By Crescenzo Vellucci
The Vanguard Sacramento Bureau Chief
SACRAMENTO, CA – Sacramento County has less than a month to immediately treat or transfer dozens of people in county jails with “acute or intensive mental health care” issues to facilities outside of the jail for treatment, according to a letter by civil rights lawyers to the county dated Aug. 25.
The county’s “failure” to address the “longstanding problem” regarding mental health care at the jails is “dangerous and inhumane,” charged the letter signed by the Prison Law Office, Law Office of Aaron J. Fischer and Disability Rights California.
The attorneys gave the county 30 days from Aug. 25 to “provide” needed care or “transfer people who require acute or intensive mental health care to community health care settings outside the jail facilities to receive the care they need.”
If the County of Sacramento fails to do that, the groups said they may file a federal court action, charging “the County has failed for years to provide timely access to acute mental health care of patients in the Sacramento County Jails. The system is plagued by chronic delays in access to care, particularly for people experiencing an acute psychiatric crisis.”
“This comes three years after the Mays v. Sacramento County class-action lawsuit was settled in federal court,” said Decarcerate Sacramento in a prepared statement obtained by The Vanguard, adding “these conditions are in direct violation of the Mays Consent Decree, which requires the County to provide timely access to inpatient mental health care to patients in the jails.”
Decarcerate Sacramento explained, “Mays class counsel emphasized that there continues to be a lengthy waitlist for incarcerated people who meet the criteria for acute and intensive outpatient mental health treatment…there are approximately 50 people in the jails right now who require care that the jail cannot provide and recommended the County reopen the Sacramento Mental Health Treatment Center or contract with another health care facility to provide the acute-level treatment needed.”

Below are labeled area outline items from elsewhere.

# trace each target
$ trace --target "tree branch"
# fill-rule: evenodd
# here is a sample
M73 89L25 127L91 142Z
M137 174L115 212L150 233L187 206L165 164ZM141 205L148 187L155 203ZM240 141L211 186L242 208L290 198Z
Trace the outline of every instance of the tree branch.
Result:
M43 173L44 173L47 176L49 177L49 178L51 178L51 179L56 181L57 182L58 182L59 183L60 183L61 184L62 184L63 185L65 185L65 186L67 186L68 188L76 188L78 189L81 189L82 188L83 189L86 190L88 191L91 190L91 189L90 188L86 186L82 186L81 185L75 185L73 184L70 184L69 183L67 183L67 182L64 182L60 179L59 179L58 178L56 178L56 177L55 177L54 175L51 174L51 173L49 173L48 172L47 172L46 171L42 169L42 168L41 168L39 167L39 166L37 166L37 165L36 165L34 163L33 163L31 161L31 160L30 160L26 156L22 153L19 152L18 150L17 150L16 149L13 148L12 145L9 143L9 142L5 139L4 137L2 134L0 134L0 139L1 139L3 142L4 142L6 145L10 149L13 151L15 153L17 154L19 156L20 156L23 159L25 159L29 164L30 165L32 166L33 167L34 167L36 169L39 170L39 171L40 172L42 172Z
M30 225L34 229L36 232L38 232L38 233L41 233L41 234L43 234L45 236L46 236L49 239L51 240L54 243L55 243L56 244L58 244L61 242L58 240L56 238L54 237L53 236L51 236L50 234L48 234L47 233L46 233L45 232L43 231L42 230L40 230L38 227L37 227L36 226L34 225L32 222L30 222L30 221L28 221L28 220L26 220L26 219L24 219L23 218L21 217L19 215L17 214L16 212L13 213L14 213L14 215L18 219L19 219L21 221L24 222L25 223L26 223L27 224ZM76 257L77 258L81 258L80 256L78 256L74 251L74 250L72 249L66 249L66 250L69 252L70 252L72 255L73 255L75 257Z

Decarcerate and others said they welcome the letter’s demands, and said “we have called for Sacramento County to expand mental health diversion programs for many years.”
“We have been urging the county to re-open the 50 acute mental health beds in the County’s Mental Health Treatment Center that were closed due to budget cuts in 2008, but the county has refused to do so.” said Jael Barnes, Pretrial Justice Organizer with Decarcerate Sacramento.
Barnes added, “Quickly re-opening these beds for mental health diversion from the jails would not only help people get access to the treatment they need, which would prevent further harm in our community, but would also prevent the county from facing serious legal consequences.”
Decarcerate Sacramento again criticized the planned billion dollar expansion of the downtown jail because, it declares, the “county has not explored all alternatives; that there are more efficient ways to meet the Mays consent decree that will be more effective at avoiding further legal consequences.”
“The county can no longer justify its $1 billion jail expansion on the basis of facing legal action if they don’t move forward with construction,” said Courtney Hanson, an organizer with Decarcerate Sacramento, adding, “The county is facing legal action right now, if they do not get people out of that jail and into community care as soon as possible.”
The Aug. 25 letter insists “Sacramento County has been and remains in direct violation of the Mays Consent Decree, which requires the County to provide timely access to inpatient mental health care to patients in the jails,” which requires in-patient mental health care with 24 hours.
Specifically, the letter notes, in an upcoming report, “the Mays court-appointed expert in suicide prevention found that none of the patients identified as needing inpatient psychiatric care are placed in appropriate acute mental health care beds within 24 hours of identification.”
“As the County is aware, the acute mental health care unit in the Main Jail (the ‘2P’ unit) is woefully inadequate to meet the needs of the people incarcerated in the jails. It lacks space for clinically appropriate group therapy or confidential individual treatment and was described by the court-appointed mental health expert as more reflective of a solitary confinement unit than an inpatient treatment unit,” the letter scolded.
The letter also said the county’s original plan to expand “expand access to acute mental health care by renovating the Main Jail to relocate and expand the acute mental health care unit” was first much-delayed and then junked.
The county has “presented no plan for addressing the dangerously inadequate mental health resources in the jail (incarcerated) continue to experience preventable and, in many cases, permanent harm due to the County’s failure to provide adequate mental health care. The County’s failure to address this longstanding problem is dangerous and inhumane,” and violates court agreements, said the lawyers in their letter.
The letter notes the agreement signed off by the county states, “Until adequate psychiatric inpatient treatment can be provided in the jail, it is incumbent upon the Defendants to seek out psychiatric treatment in the community, whether through County Mental Health or private providers, where patients can be placed. Many of the patient population requiring acute care cycle between the community and jail placement. These patients are no greater a threat, in general, than psychiatric patients placed in many community facilities.”